Now we take the salinity and its corresponding flags at that level.


In [45]:
salinity_atdepth = salinity[:, depthindex]
salinity_atdepth_QC = salinityQC[:, depthindex]

Let's examine the shape of the variables:


In [46]:
salinity_atdepth.shape


Out[46]:
(26693,)

This would mean that we have 26693 measurements available at that depth. However, some values can be masked, because the profile doesn't reach that depth. So to compute the real number of observations, we can use count which is an in-place method of cf.


In [15]:
goodmeasurements = salinity_atdepth.count()
print str(goodmeasurements)  + ' data points available'


22361 data points available

Quality flags

A quality flag (QF) is attributed to each measurement. We can easily count the measurements for each QF, using a loop from 0 to 9.


In [16]:
for qf in np.arange(0, 10):
        print 'QF=%s: %s profiles' % (qf, np.sum(salinity_atdepth_QC == qf))


QF=0: 0 profiles
QF=1: 21845 profiles
QF=2: 166 profiles
QF=3: 117 profiles
QF=4: 220 profiles
QF=5: 13 profiles
QF=6: 0 profiles
QF=7: 0 profiles
QF=8: 0 profiles
QF=9: 4332 profiles
  • Most of the measurements have a QF=1 (good).
  • All the profiles have had a quality control applied (0 profiles with QF=0).
  • 4332 values have a QF=9 (not_used). They correspond to the profiles that don't reach the considered depth (count returns the number of non-masked elements of an array):

In [17]:
salinity_atdepth.shape[0] - salinity_atdepth.count()


Out[17]:
4332

Operations on data

Extreme values

We can check what the minimal and maximal salinity values are, and their positions. Later we will represent them on a plot.


In [18]:
minsalinity, maxsalinity = np.min(salinity_atdepth), np.max(salinity_atdepth)
minsalinityindex, maxsalinityindex = np.argmin(salinity_atdepth), np.argmax(salinity_atdepth)
lonmin, latmin = lon[minsalinityindex], lat[minsalinityindex]
lonmax, latmax = lon[maxsalinityindex], lat[maxsalinityindex]

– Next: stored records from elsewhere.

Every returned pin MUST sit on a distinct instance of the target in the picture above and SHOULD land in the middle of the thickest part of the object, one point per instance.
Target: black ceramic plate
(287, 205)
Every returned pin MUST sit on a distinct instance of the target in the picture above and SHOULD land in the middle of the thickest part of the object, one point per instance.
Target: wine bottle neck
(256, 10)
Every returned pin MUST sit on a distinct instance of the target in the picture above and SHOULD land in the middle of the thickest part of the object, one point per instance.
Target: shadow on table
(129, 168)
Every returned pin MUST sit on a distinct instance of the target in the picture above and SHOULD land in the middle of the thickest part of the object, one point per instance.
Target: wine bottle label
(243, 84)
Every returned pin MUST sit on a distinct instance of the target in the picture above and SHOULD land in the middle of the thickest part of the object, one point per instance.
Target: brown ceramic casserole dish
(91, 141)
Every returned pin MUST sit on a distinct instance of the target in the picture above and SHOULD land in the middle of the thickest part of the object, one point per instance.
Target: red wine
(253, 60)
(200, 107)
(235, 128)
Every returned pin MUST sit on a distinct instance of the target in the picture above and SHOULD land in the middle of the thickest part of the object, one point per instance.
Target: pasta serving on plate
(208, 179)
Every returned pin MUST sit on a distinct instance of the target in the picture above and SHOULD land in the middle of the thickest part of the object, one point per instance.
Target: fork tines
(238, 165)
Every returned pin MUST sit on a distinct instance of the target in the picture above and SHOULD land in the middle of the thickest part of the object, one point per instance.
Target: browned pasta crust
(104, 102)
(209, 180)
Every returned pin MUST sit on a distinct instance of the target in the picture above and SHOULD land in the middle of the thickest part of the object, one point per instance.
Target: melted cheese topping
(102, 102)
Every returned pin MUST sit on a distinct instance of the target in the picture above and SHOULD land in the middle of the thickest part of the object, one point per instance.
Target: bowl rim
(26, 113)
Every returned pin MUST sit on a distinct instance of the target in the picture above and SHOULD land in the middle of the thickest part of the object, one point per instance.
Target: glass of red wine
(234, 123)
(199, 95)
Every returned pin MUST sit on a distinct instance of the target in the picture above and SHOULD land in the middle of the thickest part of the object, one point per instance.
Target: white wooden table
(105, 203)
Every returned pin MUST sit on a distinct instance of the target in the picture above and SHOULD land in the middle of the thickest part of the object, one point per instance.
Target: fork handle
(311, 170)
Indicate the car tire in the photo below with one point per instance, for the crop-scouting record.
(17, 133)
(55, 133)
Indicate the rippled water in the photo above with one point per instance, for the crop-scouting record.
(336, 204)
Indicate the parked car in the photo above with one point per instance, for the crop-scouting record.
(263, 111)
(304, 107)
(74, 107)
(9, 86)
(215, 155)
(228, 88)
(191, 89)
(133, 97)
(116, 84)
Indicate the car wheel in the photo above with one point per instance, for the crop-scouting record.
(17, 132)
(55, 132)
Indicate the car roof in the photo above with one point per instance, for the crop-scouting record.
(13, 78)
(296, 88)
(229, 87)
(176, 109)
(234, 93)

print 'Minimum salinity = %s at %sE, %sN' % (minsalinity, lonmin, latmin)
print 'Maximum salinity = %s at %sE, %sN' % (maxsalinity, lonmax, latmax)


Minimum salinity = 31.7042 at -63.5289473684E, 44.2437894737N
Maximum salinity = 40.1509 at 39.8E, 17.249N

Basic statistics


In [19]:
meansalinity = salinity_atdepth.mean()
stdsalinity = salinity_atdepth.std()
print 'Mean salinity = ' + str(meansalinity)
print 'Standard deviation = ' + str(stdsalinity)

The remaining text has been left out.